I pretty much agree with everything you said, with the exception of defending
constexpr. What follows is more ranting on constexpr and praise for templates.

> The constexpr design is taking this to heart and enforcing that the code to
> be purely functional.

You're falling into the common trap of confusing purity with functional.
constexpr is only enforcing code to be free of side effects; it's even less
functional than C.

Templates on the other hand, are functional. With templates, you get pattern
matching, easy recursive data types, high order functions, and more. You can
literally take Haskell code, change the syntax a bit, and end up with a
complete metaprogram. That's not possible with constexpr.

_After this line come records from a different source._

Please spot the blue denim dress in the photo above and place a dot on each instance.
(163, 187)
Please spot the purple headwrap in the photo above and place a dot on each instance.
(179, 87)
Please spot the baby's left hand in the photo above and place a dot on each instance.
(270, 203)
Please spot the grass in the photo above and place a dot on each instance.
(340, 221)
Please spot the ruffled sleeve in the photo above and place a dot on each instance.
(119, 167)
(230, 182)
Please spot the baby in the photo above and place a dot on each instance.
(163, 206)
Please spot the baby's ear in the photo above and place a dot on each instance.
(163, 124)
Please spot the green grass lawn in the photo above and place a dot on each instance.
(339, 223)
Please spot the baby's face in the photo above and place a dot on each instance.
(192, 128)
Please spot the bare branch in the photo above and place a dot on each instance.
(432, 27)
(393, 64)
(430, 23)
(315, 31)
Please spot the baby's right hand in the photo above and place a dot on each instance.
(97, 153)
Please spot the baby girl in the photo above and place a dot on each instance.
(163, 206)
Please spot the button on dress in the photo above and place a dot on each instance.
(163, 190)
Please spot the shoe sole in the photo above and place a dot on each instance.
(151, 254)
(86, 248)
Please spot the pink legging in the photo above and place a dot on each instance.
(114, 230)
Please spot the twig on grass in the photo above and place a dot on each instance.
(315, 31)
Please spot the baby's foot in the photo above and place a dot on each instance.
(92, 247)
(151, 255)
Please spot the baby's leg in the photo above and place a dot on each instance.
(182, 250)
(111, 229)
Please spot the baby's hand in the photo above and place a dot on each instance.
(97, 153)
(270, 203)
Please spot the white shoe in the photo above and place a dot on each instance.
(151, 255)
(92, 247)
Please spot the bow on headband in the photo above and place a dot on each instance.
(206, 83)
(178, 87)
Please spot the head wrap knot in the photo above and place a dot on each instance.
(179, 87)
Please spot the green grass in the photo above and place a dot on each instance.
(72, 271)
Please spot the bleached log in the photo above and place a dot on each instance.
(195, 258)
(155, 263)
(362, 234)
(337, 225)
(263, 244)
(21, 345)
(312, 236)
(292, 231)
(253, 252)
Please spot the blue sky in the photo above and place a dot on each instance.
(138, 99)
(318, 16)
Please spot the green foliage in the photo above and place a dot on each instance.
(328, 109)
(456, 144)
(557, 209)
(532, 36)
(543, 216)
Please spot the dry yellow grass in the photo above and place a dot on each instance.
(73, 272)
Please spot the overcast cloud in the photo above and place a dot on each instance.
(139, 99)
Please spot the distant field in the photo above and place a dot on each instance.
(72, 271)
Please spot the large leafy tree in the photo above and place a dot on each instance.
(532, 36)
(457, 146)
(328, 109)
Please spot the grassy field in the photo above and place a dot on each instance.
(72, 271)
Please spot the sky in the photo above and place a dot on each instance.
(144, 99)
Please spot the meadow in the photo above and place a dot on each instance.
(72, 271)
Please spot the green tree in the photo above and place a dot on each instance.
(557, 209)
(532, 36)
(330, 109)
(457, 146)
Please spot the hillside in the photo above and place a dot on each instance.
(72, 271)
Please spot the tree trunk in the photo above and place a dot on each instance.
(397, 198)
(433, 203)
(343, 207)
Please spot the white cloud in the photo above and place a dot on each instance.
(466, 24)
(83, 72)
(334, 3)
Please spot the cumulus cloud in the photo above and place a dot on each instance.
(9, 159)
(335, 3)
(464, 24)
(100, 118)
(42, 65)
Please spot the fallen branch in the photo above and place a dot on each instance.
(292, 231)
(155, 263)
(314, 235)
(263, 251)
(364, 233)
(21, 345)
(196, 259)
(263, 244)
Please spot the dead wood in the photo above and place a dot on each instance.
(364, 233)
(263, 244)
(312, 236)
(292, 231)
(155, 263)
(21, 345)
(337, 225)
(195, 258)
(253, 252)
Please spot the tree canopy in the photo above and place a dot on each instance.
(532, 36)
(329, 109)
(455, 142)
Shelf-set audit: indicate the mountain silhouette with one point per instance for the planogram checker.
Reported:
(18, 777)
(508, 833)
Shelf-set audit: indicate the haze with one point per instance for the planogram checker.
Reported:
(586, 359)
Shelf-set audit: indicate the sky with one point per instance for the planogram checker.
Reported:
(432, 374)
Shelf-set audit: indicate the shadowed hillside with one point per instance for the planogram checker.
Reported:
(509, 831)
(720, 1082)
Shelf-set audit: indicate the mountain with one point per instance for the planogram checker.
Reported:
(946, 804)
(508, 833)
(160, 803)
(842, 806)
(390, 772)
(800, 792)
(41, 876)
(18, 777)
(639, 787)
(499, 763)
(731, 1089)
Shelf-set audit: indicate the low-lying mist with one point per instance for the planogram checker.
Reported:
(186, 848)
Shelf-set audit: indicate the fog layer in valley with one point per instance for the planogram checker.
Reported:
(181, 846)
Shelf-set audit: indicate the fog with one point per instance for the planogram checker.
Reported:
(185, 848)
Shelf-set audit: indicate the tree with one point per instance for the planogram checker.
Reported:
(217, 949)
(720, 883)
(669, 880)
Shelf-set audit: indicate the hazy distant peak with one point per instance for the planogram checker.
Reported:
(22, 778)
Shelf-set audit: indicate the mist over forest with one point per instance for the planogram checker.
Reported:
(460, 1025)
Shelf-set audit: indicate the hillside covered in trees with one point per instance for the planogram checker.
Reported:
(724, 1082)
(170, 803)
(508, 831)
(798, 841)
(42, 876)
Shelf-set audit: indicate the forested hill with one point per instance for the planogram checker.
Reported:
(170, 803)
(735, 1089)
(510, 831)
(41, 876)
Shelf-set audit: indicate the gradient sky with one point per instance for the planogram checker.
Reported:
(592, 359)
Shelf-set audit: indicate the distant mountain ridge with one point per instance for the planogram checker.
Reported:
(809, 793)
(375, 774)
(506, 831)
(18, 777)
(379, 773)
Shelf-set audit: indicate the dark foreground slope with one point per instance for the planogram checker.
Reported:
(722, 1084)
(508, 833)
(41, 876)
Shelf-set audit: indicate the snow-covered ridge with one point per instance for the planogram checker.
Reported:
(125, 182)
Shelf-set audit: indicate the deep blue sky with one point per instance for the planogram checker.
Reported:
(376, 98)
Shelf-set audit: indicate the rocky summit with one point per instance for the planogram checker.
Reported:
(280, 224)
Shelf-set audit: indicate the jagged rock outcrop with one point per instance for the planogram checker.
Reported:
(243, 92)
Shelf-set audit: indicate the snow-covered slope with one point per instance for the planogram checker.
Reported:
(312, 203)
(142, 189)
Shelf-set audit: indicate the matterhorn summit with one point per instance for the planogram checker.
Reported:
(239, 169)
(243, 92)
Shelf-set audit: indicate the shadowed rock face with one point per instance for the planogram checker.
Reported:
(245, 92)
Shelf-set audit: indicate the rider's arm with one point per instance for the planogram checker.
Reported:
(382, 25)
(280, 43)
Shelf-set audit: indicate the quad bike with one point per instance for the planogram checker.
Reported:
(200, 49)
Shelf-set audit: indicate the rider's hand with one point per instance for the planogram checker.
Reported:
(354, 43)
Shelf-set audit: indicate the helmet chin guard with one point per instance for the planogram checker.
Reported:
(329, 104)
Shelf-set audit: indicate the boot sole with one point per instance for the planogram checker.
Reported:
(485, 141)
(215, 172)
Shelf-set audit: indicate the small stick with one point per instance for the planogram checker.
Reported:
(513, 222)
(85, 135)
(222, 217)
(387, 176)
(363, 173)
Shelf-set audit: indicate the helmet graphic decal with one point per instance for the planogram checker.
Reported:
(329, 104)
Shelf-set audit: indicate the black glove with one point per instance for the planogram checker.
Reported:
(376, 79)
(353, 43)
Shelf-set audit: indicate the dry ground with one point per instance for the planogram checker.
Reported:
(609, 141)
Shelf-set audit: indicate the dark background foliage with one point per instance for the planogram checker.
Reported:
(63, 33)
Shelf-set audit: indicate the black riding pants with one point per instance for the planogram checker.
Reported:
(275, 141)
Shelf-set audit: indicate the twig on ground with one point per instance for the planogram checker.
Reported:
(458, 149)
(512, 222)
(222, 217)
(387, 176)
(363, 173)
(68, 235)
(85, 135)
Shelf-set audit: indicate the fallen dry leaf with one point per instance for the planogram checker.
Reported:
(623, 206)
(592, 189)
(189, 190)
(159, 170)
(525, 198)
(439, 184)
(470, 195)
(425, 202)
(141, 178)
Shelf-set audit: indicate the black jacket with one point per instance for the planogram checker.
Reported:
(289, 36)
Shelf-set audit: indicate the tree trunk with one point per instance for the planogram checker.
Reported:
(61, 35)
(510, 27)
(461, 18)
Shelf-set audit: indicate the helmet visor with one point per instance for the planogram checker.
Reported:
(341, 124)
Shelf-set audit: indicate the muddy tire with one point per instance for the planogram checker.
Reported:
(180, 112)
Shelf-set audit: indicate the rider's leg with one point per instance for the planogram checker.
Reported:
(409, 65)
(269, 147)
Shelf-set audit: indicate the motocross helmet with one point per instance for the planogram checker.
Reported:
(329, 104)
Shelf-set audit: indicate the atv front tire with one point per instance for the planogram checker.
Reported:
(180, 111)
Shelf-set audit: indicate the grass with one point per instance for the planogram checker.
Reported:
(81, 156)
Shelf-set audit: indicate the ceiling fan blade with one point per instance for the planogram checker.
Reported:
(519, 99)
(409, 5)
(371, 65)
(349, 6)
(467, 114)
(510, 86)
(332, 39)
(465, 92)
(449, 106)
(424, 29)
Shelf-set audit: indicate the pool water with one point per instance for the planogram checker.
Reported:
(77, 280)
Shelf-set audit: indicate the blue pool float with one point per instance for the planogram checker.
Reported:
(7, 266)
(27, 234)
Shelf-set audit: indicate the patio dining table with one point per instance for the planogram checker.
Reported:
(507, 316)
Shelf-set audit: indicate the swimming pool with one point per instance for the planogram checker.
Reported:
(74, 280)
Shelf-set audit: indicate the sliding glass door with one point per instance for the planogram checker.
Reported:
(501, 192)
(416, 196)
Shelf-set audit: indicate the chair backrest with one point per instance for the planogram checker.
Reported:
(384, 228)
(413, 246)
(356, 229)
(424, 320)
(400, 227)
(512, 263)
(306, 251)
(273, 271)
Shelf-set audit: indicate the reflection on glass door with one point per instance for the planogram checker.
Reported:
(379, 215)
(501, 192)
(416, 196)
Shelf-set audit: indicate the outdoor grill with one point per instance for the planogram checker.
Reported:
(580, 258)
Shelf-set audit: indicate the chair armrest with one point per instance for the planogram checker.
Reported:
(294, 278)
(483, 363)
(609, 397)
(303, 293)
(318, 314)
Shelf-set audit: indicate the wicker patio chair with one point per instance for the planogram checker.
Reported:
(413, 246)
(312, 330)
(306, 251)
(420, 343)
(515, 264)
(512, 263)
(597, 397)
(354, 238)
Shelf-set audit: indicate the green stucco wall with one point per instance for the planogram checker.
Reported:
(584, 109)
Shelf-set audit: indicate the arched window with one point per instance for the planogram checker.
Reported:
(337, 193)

Templates can work with values, but more importantly, they can work with
types. Being able to actually to modify the types and code of the program is
essential to metaprogramming. None of that comes with constexpr. Hell, I
wouldn't even consider constexpr to be metaprogramming.

In addition, templates can actually form abstractions, even ones that aren't
functional. Boost.MPL, over a decade old, emulated C++-style containers at
compile time using only templates. As a personal experience, I've implemented
a stack-based language akin to Forth using templates, see:
[http://pubby8.wordpress.com/2012/10/15/stack-based-
template-...](http://pubby8.wordpress.com/2012/10/15/stack-based-template-
metaprogramming-in-c-11/)

Well guess what? Templates suck. They slow the compile down to a crawl, their
syntax is incomprehensible, and don't get me started on their error message.
The only reason to use them is because there is nothing better.

C++11 had a chance to fix this. Instead, we got constexpr.